Document Type

Conference Proceeding

Publication Date



In Egypt during the extreme heat in summer, numerous amounts of air conditioners – that provide a cooler environment – are producing a huge amount of outlet wastewater. The continuous flow of this water causing great damage to buildings’ façades. Therefore, the paper presents an innovative product solution made from algae that aim to reuse this wastewater as a self-watering landscape façade element that acts as an irrigation system. The prototype is designed from concept to manufacturing to implementation based on 3D printing with a bio-algae filament. With the dual algae ability in producing O2 and absorbing CO2, the fabrication follows a spiral engrave path to collect and cool the water droplet and ensure a smooth flow to be suitable for plantation.
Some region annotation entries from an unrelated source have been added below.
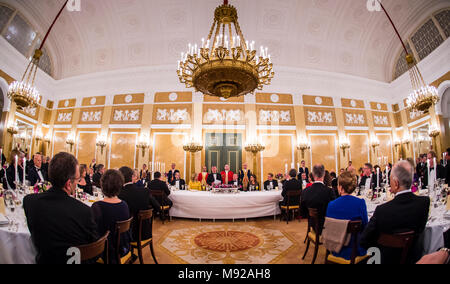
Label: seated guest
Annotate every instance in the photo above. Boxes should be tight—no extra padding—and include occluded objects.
[23,153,99,264]
[279,169,302,207]
[239,163,252,188]
[198,166,208,185]
[119,167,161,245]
[228,174,242,188]
[297,160,309,180]
[361,161,430,264]
[359,163,377,190]
[206,167,222,186]
[264,173,278,190]
[92,170,131,264]
[5,150,25,189]
[170,172,186,190]
[78,165,94,195]
[148,172,173,207]
[167,163,180,184]
[27,153,48,186]
[220,165,234,184]
[300,165,335,233]
[244,175,260,191]
[326,171,369,260]
[188,173,202,191]
[92,164,105,188]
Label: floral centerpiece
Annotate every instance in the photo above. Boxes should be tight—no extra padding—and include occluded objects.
[33,182,52,193]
A path strategy is used during the printing for minimal structure supports aimed at saving unnecessary material waste and fabrication time. Solar radiation and water simulation are tested to measure the effect of the algae and to ensure the water fluidity from the AC tube till reaching the soil. The solar radiation results record a solar reduction from 316.43 to 80.71 kWh/m2 after adding the algae panel to a building façade with a decrease of 6°C in the water temperature. The design demonstrates highly significant materials and resource savings, where no supports are needed during printing. The finding addresses the manufacturing of a low-cost algae product using cleaner technology as additive manufacturing. Given the alarming increase in the new industrial materials, algae will allow designers to explore their benefits regarding their O2 production and CO2 absorption, which will influence the façades to be smarter and sustainable using large-scale of PBR – photobioreactors – applications as a nature-based alternative to large glass surfaces with the potentials of additive manufacturing. This can reduce plastic production using fossil fuels to be eco-friendly.